Williams’ struggles this season have been well documented. There was the delay in the getting the FW42 to testing, having to end testing early because certain parts had become worn out, and then the drivers having to be conservative in the early races due to an apparent lack of spare parts.
There is a perception that Kubica has been suffering from these issues more than George Russell to the point where the two drivers even swapped chassis for the Spanish GP to try and pinpoint any differences (there weren’t). Kubica only got his custom steering wheel at the Italian GP and his withdrawal from the Russian GP to preserve the life of parts led to one of Kubica’s sponsors publicly questioned why Williams had to retire an apparently healthy car.
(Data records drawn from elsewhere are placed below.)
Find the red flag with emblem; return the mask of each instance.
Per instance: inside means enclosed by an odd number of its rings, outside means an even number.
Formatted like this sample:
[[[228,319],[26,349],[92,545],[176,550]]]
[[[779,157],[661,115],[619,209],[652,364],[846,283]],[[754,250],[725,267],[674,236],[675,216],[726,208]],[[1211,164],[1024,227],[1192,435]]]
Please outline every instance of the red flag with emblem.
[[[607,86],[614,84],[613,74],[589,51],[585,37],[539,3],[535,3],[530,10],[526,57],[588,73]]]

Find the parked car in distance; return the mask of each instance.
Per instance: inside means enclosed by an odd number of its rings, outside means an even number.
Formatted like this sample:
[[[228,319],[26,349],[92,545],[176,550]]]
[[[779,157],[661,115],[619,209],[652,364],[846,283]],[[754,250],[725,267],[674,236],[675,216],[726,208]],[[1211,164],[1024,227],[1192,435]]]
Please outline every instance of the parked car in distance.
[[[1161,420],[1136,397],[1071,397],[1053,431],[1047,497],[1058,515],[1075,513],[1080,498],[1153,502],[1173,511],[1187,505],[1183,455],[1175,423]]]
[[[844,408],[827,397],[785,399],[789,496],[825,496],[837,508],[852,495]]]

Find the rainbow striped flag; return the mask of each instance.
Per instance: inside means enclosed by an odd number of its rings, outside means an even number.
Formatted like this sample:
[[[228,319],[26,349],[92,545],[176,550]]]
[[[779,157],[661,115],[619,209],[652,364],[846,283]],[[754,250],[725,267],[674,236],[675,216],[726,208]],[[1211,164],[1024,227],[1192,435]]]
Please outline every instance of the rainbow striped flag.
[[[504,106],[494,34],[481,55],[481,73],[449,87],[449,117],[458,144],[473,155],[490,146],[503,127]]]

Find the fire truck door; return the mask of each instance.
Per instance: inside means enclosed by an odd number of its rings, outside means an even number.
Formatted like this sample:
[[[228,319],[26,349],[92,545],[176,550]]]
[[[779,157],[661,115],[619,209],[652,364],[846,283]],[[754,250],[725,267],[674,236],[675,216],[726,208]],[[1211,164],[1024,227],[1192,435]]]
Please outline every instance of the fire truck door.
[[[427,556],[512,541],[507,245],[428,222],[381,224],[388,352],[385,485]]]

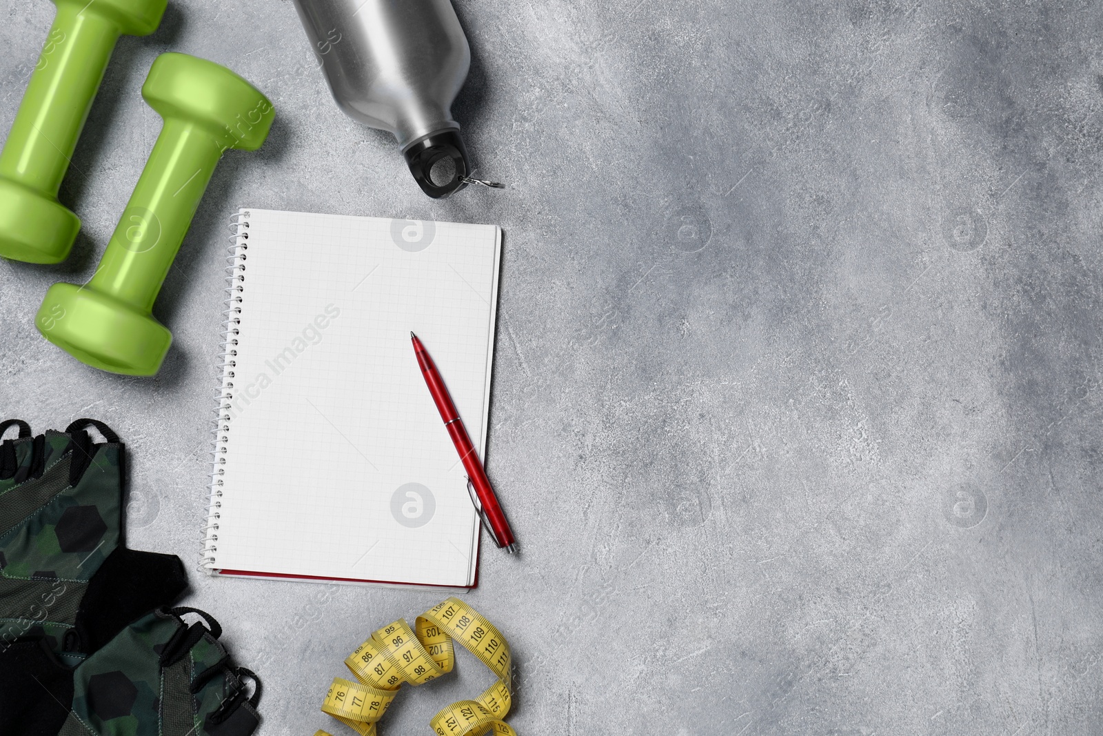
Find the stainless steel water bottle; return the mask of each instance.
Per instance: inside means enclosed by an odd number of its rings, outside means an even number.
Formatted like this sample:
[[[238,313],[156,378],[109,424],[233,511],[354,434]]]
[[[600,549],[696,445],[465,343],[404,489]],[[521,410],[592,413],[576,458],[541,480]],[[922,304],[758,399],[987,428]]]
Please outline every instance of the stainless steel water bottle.
[[[414,179],[441,198],[471,173],[452,100],[471,49],[450,0],[295,0],[338,105],[398,139]],[[451,159],[454,173],[438,167]],[[450,179],[440,170],[449,170]],[[486,182],[482,182],[486,183]]]

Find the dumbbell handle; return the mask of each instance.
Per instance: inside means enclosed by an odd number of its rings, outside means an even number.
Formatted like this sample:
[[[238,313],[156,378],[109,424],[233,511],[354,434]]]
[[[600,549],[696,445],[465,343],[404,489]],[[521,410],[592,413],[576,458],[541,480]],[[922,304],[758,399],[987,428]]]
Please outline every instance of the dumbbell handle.
[[[143,312],[153,308],[223,150],[205,128],[165,119],[90,288]]]
[[[120,34],[94,7],[58,4],[0,153],[0,175],[56,196]]]

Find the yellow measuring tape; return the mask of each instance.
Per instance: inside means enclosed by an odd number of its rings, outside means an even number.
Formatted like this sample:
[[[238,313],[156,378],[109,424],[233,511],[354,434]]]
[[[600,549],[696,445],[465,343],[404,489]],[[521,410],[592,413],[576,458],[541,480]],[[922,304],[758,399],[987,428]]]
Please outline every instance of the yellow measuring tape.
[[[361,644],[345,660],[356,681],[335,678],[322,711],[361,736],[376,736],[404,682],[435,680],[456,664],[453,641],[479,658],[497,682],[473,701],[459,701],[432,716],[438,736],[517,736],[503,718],[510,712],[513,670],[510,644],[494,625],[459,598],[449,598],[417,617],[415,629],[398,619]],[[319,730],[314,736],[330,736]]]

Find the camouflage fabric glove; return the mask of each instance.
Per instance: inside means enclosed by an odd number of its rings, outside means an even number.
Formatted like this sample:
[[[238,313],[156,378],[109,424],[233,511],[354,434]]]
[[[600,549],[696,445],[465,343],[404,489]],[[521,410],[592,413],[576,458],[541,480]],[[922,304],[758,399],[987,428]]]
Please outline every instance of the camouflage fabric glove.
[[[77,419],[32,438],[9,419],[0,437],[13,427],[19,437],[0,444],[0,668],[9,642],[34,636],[74,664],[179,598],[184,567],[126,547],[124,448],[107,425]],[[107,441],[94,444],[87,427]]]
[[[202,616],[210,629],[184,622]],[[161,608],[135,621],[76,669],[44,641],[20,640],[0,670],[0,734],[19,736],[249,736],[260,681],[234,666],[218,622],[194,608]],[[250,696],[244,683],[254,682]],[[6,697],[0,694],[0,698]]]

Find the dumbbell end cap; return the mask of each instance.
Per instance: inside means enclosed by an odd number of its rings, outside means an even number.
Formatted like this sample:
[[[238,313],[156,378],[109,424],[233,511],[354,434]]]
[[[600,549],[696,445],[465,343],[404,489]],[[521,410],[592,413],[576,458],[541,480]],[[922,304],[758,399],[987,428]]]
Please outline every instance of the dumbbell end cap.
[[[89,12],[111,19],[126,35],[149,35],[161,24],[168,0],[54,0],[61,6],[67,2],[81,12]]]
[[[0,178],[0,256],[29,264],[65,260],[81,218],[57,200]]]
[[[172,344],[172,333],[150,314],[73,284],[50,287],[34,326],[82,363],[121,375],[156,374]]]
[[[188,54],[158,56],[141,96],[165,119],[202,126],[224,149],[257,150],[276,117],[271,102],[251,84],[221,64]]]

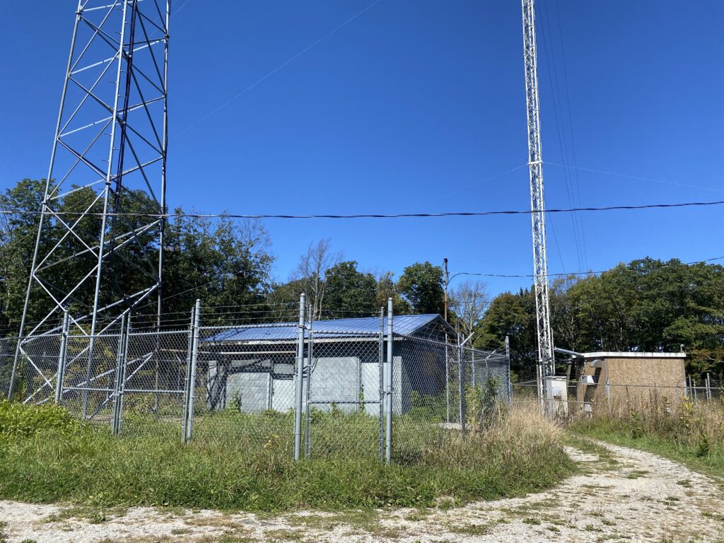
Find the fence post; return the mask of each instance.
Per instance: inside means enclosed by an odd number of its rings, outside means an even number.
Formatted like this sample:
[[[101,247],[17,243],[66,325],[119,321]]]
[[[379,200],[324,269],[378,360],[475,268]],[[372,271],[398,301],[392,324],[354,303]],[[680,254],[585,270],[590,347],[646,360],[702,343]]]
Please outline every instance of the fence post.
[[[387,360],[384,379],[384,417],[387,432],[384,444],[384,461],[389,464],[392,460],[392,355],[393,336],[392,298],[387,298]]]
[[[445,336],[445,422],[450,421],[450,358],[447,347],[447,336]]]
[[[384,461],[384,308],[379,308],[379,461]]]
[[[465,401],[465,350],[463,348],[462,338],[458,335],[458,393],[460,395],[460,427],[465,433],[466,420],[468,418],[466,413],[467,405]]]
[[[58,376],[55,380],[55,403],[63,399],[63,378],[65,376],[65,358],[68,353],[68,327],[70,322],[68,310],[63,311],[63,330],[60,336],[60,352],[58,353]]]
[[[193,435],[193,401],[196,397],[196,361],[198,359],[199,322],[201,318],[201,300],[196,300],[193,311],[193,339],[191,342],[191,376],[189,382],[189,395],[186,416],[186,442],[191,441]]]
[[[294,460],[299,460],[302,449],[302,385],[304,379],[304,311],[306,296],[299,296],[299,329],[297,332],[297,383],[294,404]]]
[[[312,378],[312,355],[314,354],[314,336],[312,334],[312,312],[309,311],[309,341],[307,342],[307,379],[305,382],[306,388],[305,395],[306,395],[306,405],[304,408],[304,455],[309,455],[309,440],[311,437],[311,418],[310,411],[311,411],[311,399],[309,397],[310,389],[311,388]]]
[[[477,386],[477,383],[475,382],[475,349],[471,350],[470,356],[471,358],[470,362],[470,369],[471,370],[471,383],[472,384],[473,388],[474,389]]]
[[[193,324],[196,308],[191,308],[191,320],[188,324],[188,342],[186,347],[186,379],[184,382],[183,393],[183,413],[181,420],[181,442],[186,442],[186,430],[188,424],[188,402],[191,397],[191,353],[193,350]],[[212,385],[213,387],[213,385]],[[214,390],[209,391],[210,394],[214,393]]]
[[[120,432],[121,390],[123,388],[123,367],[125,366],[125,328],[126,314],[121,315],[121,329],[118,332],[118,348],[116,350],[116,382],[113,387],[113,412],[111,415],[111,434],[118,435]]]
[[[508,362],[508,403],[513,405],[513,380],[510,379],[510,338],[505,334],[505,361]]]
[[[123,340],[123,361],[121,364],[121,397],[118,408],[118,434],[123,432],[123,406],[126,401],[126,368],[128,366],[128,345],[131,342],[131,316],[126,317],[126,333]]]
Kubica has been off the pace of his teammate at pretty much every race this year and ahead of the Singapore GP announced that he would be leaving the team (and probably F1 along with it). Unfortunately, instead of seeing out his last few grands prix and trying to enjoy every moment, he’s dropped hints that he feels the team might not be treating him completely fairly.
At Suzuka, the team managed to bring one example of the upgraded front wing in order to test it out. Both drivers used it in Friday practice and Kubica felt it made a difference. Williams opted not to run it on either car due to the weather conditions – a decision Kubica wasn’t happy with. He told Polish TV after the race:
“Friday was very good. First time for a very long time. We changed the front wing. It wasn’t supposed to be better and on the second car it did not give any advantage or was even worse. But my car felt a lot better. However, for strange reasons, the wing was taken from my car this morning before qualifying. I think there was just too much time to think about it on Saturday…
“The typhoon passed, but I think the decision was not related to the track here, but more so to other reasons or choices. This morning, however, gave me a lot to think about. I knew some things, but this morning some boundaries were probably crossed.”
Given that George Russell wasn’t running the new part either, you can’t claim that it’s because of favouritism or anything like that. And given that Kubica stuffed it in the wall one lap into his qualifying session, not letting him use it proved to be a wise decision.
You can see it from Williams’ point of view. Not giving the single example of a new part to a driver shows a degree of driver equality and makes sense from a logistical point of view – had Kubica broken it, then it would set back the team’s development.
But you can also see why Kubica is angry. The team put a new part on his car and he could feel the improvement. As a racing driver, he wants every advantage he can get, and the team took it away from him.
The main issue I can see here is perhaps that communication between Williams and Kubica isn’t the best, which leads to comments like this. It’s a real shame – Kubica’s comeback is something that should be celebrated and remembered as a remarkable story of perseverance and human determination. At the moment it’s at risk of ending on something of a sour note.